- Born: 1960 (age 65–66) Thurles, County Tipperary, Ireland
- Education: Limerick School of Art and Design University of Cincinnati
- Known for: oil painting
- Elected: Aosdána (2017)
- Website: eddiekennedystudio.ie

= Eddie Kennedy =

Irish oil painter (born 1960)

Eddie Kennedy (born 1960) is an Irish painter. He is a member of Aosdána, an elite Irish association of artists.

==Early life==
Kennedy was born in Thurles in 1960.

==Career==
Kennedy studied at Limerick School of Art and Design, exhibiting at the Douglas Hyde Gallery in 1982 and graduating in 1983. He also attended the University of Cincinnati, receiving his Master of Fine Arts in 1989. He is chiefly active in oil painting of landscapes and seascapes, on canvas and linen.
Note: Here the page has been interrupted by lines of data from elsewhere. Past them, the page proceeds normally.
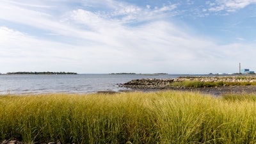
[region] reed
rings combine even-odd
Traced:
[[[173,86],[185,86],[191,88],[204,88],[221,86],[255,86],[255,82],[204,82],[196,81],[185,81],[179,82],[173,82],[170,84]]]
[[[170,91],[2,95],[0,141],[255,143],[255,95],[234,98],[240,96]]]

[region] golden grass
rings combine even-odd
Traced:
[[[255,143],[254,96],[235,97],[181,92],[2,95],[0,141]]]

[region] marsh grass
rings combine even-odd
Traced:
[[[173,82],[170,84],[173,86],[185,86],[190,88],[204,88],[221,86],[255,86],[256,83],[253,82],[204,82],[196,81],[185,81],[179,82]]]
[[[232,97],[239,95],[159,92],[1,96],[0,141],[255,143],[255,101]]]

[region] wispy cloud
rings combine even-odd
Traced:
[[[215,2],[206,2],[209,6],[209,11],[227,12],[234,12],[254,3],[256,3],[255,0],[216,0]]]
[[[227,65],[234,62],[233,57],[246,55],[241,54],[242,47],[252,51],[252,56],[256,52],[251,45],[219,45],[175,24],[168,18],[182,12],[177,10],[179,3],[156,6],[113,0],[74,1],[70,7],[67,0],[0,2],[0,19],[12,24],[0,24],[1,69],[207,73],[216,69],[212,63],[223,71],[234,67]],[[207,2],[209,8],[204,10],[231,12],[255,3],[230,1]]]

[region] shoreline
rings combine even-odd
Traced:
[[[221,86],[203,87],[186,86],[184,85],[172,86],[175,82],[221,83]],[[179,77],[175,79],[134,79],[120,86],[131,88],[131,92],[150,92],[161,90],[175,90],[197,92],[214,96],[225,94],[256,94],[256,77],[255,76],[228,76],[228,77]],[[227,85],[229,84],[230,85]],[[244,85],[239,85],[245,83]]]

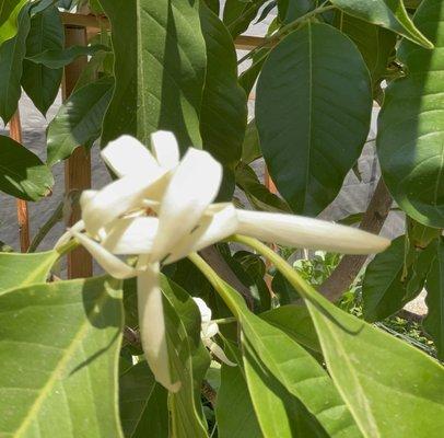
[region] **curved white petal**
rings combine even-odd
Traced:
[[[179,163],[179,146],[173,132],[157,130],[151,134],[151,148],[162,168],[171,170]]]
[[[224,350],[211,339],[202,339],[203,345],[222,362],[229,365],[230,367],[236,367],[237,364],[232,362],[225,355]]]
[[[116,219],[106,228],[102,245],[113,254],[148,254],[157,226],[159,219],[152,217]]]
[[[223,204],[221,208],[218,212],[206,214],[199,224],[177,242],[165,263],[174,263],[236,233],[238,228],[236,209],[232,204]]]
[[[155,192],[161,173],[150,177],[125,176],[108,184],[82,206],[82,219],[89,234],[96,237],[100,230],[131,209],[142,207],[143,199]]]
[[[110,141],[101,152],[106,164],[117,176],[150,175],[159,172],[152,153],[135,137],[121,136]]]
[[[140,336],[148,365],[157,382],[168,391],[177,392],[180,382],[173,382],[170,372],[159,264],[149,266],[138,276],[137,290]]]
[[[96,262],[114,278],[125,279],[136,277],[137,270],[128,266],[120,258],[106,251],[100,243],[86,234],[70,230],[78,242],[96,260]]]
[[[218,161],[208,152],[188,149],[162,198],[151,261],[162,261],[191,232],[218,195],[221,181]]]
[[[319,219],[273,212],[237,210],[238,234],[288,246],[342,254],[384,251],[388,239]]]

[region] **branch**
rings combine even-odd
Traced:
[[[248,308],[253,310],[254,300],[250,290],[237,278],[215,246],[208,246],[201,250],[200,255],[224,281],[244,297]]]
[[[369,207],[362,218],[360,229],[374,234],[379,234],[384,222],[390,211],[392,196],[379,178]],[[346,255],[327,280],[320,286],[319,291],[330,301],[337,301],[347,290],[367,260],[366,255]]]

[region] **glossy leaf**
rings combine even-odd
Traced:
[[[116,89],[105,116],[102,145],[131,134],[172,130],[182,150],[201,147],[199,115],[206,46],[198,1],[101,0],[112,22]],[[135,32],[137,30],[137,32]]]
[[[0,253],[0,293],[34,283],[45,283],[58,257],[57,251],[34,254]]]
[[[331,3],[357,19],[389,28],[425,48],[433,47],[411,22],[402,0],[331,0]]]
[[[167,438],[167,391],[154,380],[145,361],[120,376],[120,420],[126,438]]]
[[[48,165],[69,158],[77,147],[91,145],[101,136],[113,89],[113,78],[100,79],[77,90],[60,106],[48,126]]]
[[[407,76],[386,91],[377,153],[399,207],[418,222],[444,228],[444,4],[425,0],[414,23],[436,47],[401,43],[398,53]]]
[[[231,35],[244,33],[267,0],[226,0],[223,9],[223,22]]]
[[[26,57],[45,50],[63,48],[65,30],[56,7],[31,19],[31,30],[26,39]],[[37,110],[46,115],[59,91],[62,69],[50,69],[30,60],[23,62],[22,85]]]
[[[231,346],[230,350],[235,347]],[[227,348],[225,348],[227,350]],[[236,357],[229,355],[237,367],[222,365],[221,387],[218,391],[215,416],[220,438],[262,438],[252,404],[245,371],[242,369],[241,351],[235,349]]]
[[[334,27],[308,23],[271,51],[256,124],[270,175],[293,211],[316,216],[335,199],[361,154],[371,108],[369,70]]]
[[[122,437],[120,307],[120,291],[105,277],[0,296],[0,435]]]
[[[35,64],[42,64],[50,69],[59,69],[68,66],[81,56],[93,56],[98,51],[109,51],[109,48],[96,44],[92,46],[71,46],[66,49],[47,49],[40,54],[26,57],[27,60]]]
[[[0,46],[17,33],[20,11],[27,0],[0,0]]]
[[[203,148],[234,169],[242,155],[247,99],[237,82],[237,60],[226,27],[205,4],[200,23],[207,47],[207,76],[200,111]]]
[[[429,313],[423,321],[423,326],[432,336],[440,360],[444,360],[444,241],[443,238],[432,243],[434,260],[427,277],[428,291],[425,303]]]
[[[22,94],[20,80],[28,32],[30,14],[25,8],[20,14],[17,34],[0,45],[0,83],[2,83],[0,87],[0,117],[4,124],[14,115]]]
[[[373,87],[377,85],[386,73],[388,57],[395,49],[396,34],[343,12],[337,15],[338,28],[357,45],[369,68]]]
[[[207,437],[202,418],[200,388],[210,366],[209,355],[200,341],[200,313],[191,297],[162,276],[170,367],[174,381],[180,381],[177,393],[170,393],[172,435],[177,438]]]
[[[0,136],[0,191],[25,200],[46,196],[54,184],[49,169],[24,146]]]

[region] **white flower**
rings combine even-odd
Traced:
[[[211,309],[207,303],[197,297],[192,297],[200,311],[200,318],[202,321],[200,338],[203,345],[222,362],[235,367],[236,364],[232,362],[223,351],[223,349],[212,339],[219,333],[219,326],[214,321],[211,321]]]
[[[235,233],[351,254],[377,253],[389,244],[381,237],[317,219],[238,210],[231,203],[212,204],[222,181],[219,162],[194,148],[179,161],[171,132],[153,134],[151,146],[152,153],[137,139],[122,136],[102,151],[118,180],[101,191],[82,194],[82,220],[68,235],[74,237],[112,276],[138,277],[143,350],[155,378],[170,391],[177,391],[180,383],[173,382],[170,374],[159,287],[161,264],[178,261]],[[66,241],[63,235],[59,245]],[[138,255],[137,265],[128,265],[118,255]]]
In 2017 he won a Pollock-Krasner Foundation award and was elected to Aosdána.

According to artist Randall Exon, "There is always a surprise in Eddie’s paintings, but the surprise is never provocative as much as it is evocative. Meaning is everywhere and in everything. It is the range of emotion and spirit that so impresses."

==Personal life==
Kennedy lives and works in Dublin and County Mayo.